A sustentabilidade também passa por cuidarmos para que não desapareçam produtos que nos caracterizam, diferenciam e nos tornam mais genuínos face à oferta de destinos concorrentes. Dou como exemplo a escassez dos cavacos, e não pensem que falo deste assunto sem uma preocupação genuína. Dois visitantes que recebi em final do ano passado confessaram-me o desejo de não sairem da ilha sem fazerem uma refeição de cavacos e a verdade é que “vi-me grego para conseguir os ditos”, mas lá consegui dar aos visitantes algo que em termos gastronómicos identificavam como uma refeição genuinamente açoriana.
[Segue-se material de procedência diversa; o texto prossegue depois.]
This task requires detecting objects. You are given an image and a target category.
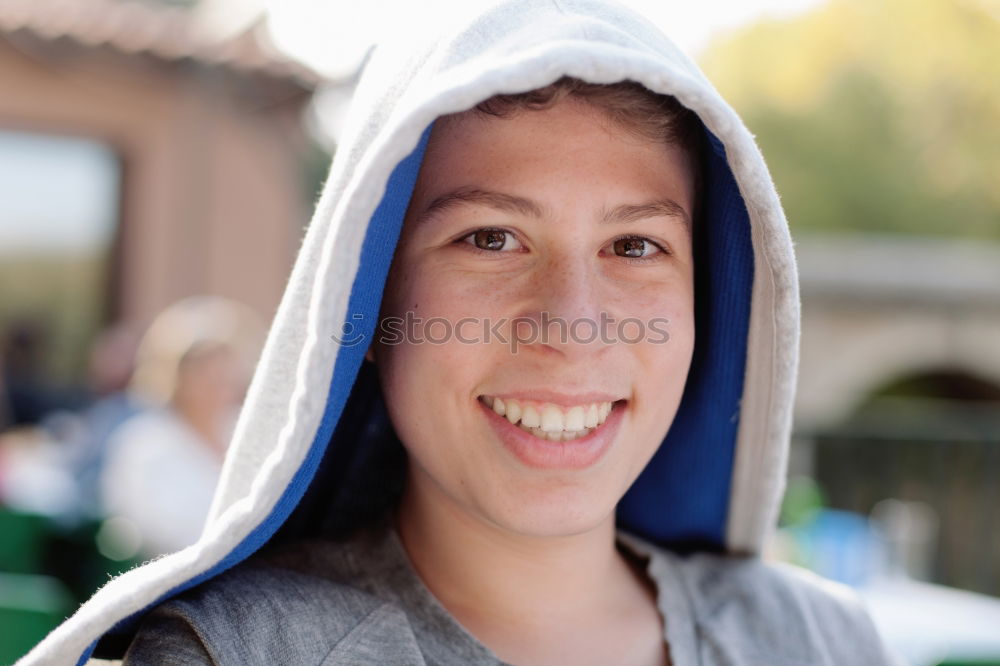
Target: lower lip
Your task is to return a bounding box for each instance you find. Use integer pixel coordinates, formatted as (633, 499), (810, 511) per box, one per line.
(478, 399), (625, 470)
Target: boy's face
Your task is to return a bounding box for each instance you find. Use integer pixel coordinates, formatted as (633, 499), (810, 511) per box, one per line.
(374, 97), (696, 537)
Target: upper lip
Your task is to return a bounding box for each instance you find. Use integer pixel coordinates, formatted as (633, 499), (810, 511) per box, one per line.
(479, 390), (626, 408)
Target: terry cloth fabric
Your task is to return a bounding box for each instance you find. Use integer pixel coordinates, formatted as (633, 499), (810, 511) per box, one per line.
(18, 0), (895, 664)
(119, 519), (897, 665)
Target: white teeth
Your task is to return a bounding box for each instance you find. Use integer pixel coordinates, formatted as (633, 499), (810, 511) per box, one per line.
(505, 401), (521, 426)
(521, 405), (541, 428)
(540, 404), (564, 432)
(529, 426), (591, 442)
(599, 401), (611, 420)
(482, 396), (619, 439)
(565, 406), (585, 431)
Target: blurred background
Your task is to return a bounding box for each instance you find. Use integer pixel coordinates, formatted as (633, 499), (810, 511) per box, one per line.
(0, 0), (997, 664)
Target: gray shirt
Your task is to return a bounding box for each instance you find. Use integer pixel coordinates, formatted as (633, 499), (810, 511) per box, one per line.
(123, 521), (899, 665)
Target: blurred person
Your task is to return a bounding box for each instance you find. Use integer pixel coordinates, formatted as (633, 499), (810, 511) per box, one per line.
(0, 355), (10, 432)
(87, 324), (139, 399)
(23, 1), (900, 665)
(0, 424), (80, 518)
(0, 322), (86, 518)
(0, 325), (138, 522)
(99, 297), (261, 558)
(0, 318), (63, 426)
(63, 324), (142, 518)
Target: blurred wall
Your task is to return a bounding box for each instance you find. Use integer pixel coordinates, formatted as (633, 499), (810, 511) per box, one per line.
(0, 21), (314, 331)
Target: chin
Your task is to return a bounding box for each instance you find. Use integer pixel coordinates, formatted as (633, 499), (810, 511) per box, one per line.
(477, 478), (621, 539)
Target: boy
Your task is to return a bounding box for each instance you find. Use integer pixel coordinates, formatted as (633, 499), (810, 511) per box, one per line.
(20, 2), (899, 664)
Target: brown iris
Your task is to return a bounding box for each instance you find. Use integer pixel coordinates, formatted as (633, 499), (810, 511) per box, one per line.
(473, 229), (508, 251)
(614, 237), (647, 258)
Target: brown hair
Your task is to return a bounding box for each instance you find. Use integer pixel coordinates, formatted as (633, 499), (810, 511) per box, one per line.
(472, 76), (705, 224)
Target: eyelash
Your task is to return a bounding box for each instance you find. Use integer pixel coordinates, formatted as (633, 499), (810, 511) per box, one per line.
(457, 228), (522, 258)
(455, 228), (670, 264)
(611, 234), (671, 265)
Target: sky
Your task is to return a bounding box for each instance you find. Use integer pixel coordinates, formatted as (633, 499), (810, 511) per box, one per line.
(264, 0), (827, 80)
(261, 0), (825, 144)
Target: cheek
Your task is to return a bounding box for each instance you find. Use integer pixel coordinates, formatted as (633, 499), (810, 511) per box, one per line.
(376, 263), (489, 426)
(610, 276), (694, 341)
(383, 258), (525, 325)
(626, 287), (695, 410)
(374, 326), (491, 499)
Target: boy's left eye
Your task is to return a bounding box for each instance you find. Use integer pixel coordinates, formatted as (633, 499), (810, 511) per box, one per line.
(460, 228), (523, 252)
(611, 236), (662, 259)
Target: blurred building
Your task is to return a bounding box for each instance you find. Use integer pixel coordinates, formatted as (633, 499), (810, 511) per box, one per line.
(0, 0), (320, 385)
(795, 233), (1000, 428)
(793, 233), (1000, 595)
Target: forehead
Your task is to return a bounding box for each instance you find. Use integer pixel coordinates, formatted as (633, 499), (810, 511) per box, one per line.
(408, 97), (696, 220)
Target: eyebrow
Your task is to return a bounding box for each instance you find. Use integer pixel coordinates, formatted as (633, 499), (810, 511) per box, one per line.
(602, 199), (690, 232)
(417, 188), (545, 224)
(416, 187), (690, 231)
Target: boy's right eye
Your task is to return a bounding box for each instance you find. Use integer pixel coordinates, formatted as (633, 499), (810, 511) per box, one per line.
(460, 228), (524, 253)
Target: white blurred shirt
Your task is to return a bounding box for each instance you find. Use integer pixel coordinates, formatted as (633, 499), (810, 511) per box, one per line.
(100, 409), (225, 557)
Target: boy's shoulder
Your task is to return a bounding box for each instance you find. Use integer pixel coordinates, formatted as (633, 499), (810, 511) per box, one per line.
(124, 536), (425, 664)
(619, 531), (899, 665)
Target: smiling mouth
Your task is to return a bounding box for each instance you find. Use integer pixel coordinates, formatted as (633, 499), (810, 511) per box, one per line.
(477, 395), (625, 442)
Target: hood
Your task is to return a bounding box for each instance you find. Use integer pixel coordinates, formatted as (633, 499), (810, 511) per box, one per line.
(22, 0), (799, 663)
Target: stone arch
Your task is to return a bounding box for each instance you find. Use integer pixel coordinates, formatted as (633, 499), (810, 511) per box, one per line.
(795, 306), (1000, 430)
(866, 368), (1000, 402)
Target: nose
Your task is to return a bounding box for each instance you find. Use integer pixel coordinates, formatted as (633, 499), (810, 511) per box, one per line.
(514, 252), (611, 360)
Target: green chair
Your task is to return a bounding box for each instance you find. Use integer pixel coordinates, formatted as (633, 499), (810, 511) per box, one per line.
(0, 571), (75, 665)
(0, 508), (46, 574)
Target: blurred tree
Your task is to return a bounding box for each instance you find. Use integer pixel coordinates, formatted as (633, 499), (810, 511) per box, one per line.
(700, 0), (1000, 239)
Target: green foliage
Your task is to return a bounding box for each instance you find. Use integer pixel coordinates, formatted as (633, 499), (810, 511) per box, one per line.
(700, 0), (1000, 239)
(780, 475), (828, 527)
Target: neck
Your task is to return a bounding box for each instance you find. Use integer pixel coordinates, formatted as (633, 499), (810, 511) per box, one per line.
(395, 468), (641, 634)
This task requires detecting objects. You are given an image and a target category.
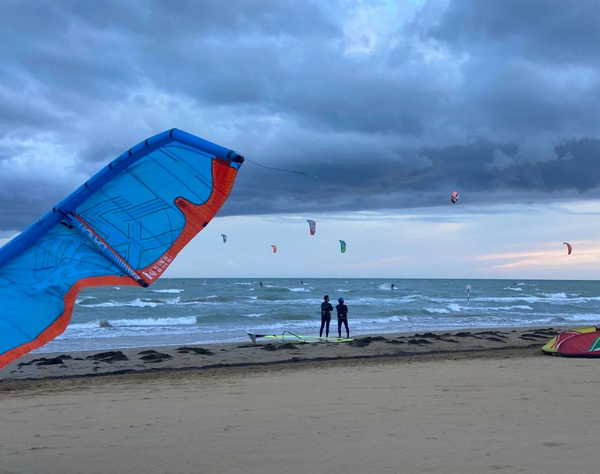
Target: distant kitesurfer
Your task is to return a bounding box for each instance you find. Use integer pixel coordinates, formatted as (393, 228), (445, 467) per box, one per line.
(391, 283), (395, 291)
(336, 298), (350, 339)
(465, 284), (471, 302)
(259, 281), (263, 288)
(320, 295), (333, 338)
A sustentabilidade também passa pela pegada ecológica, que os alimentos podem deixar desde que são colhidos até que chegam ao prato, para a devida degustação e satisfação de quem come uma boa refeição. Por isso temos cada vez mais de utilizar os produtos dos Açores na confecção dos pratos nos nossos restaurantes, evitando os produtos importados com dias e dias de transporte, que passam por temperaturas baixíssimas para se manterem comestíveis ou vêm cheios de produtos conservantes.

A preservação das nossas raízes gastronómicas tem agora uma oportunidade de ser potenciada, quando os turistas que nos visitam (e esse número tem crescido nos Açores), estão em busca de novas experiências onde se incluem as gastronómicas.

Para que tal aconteça é necessário que todos, sem exceção, se envolvam neste esforço, cabendo às entidades oficiais, regionais e locais, um papel importante, apoiando e promovendo iniciativas: criando rotas gastronómicas, promovendo visitas a quintas com produtos gastronómicos regionais como, por exemplo, a degustação do vinho dos Açores, dos ananases ou dos nossos maravilhosos queijos e apoiando iniciativas promocionais em torno dos nossos produtos e da nossa gastronomia.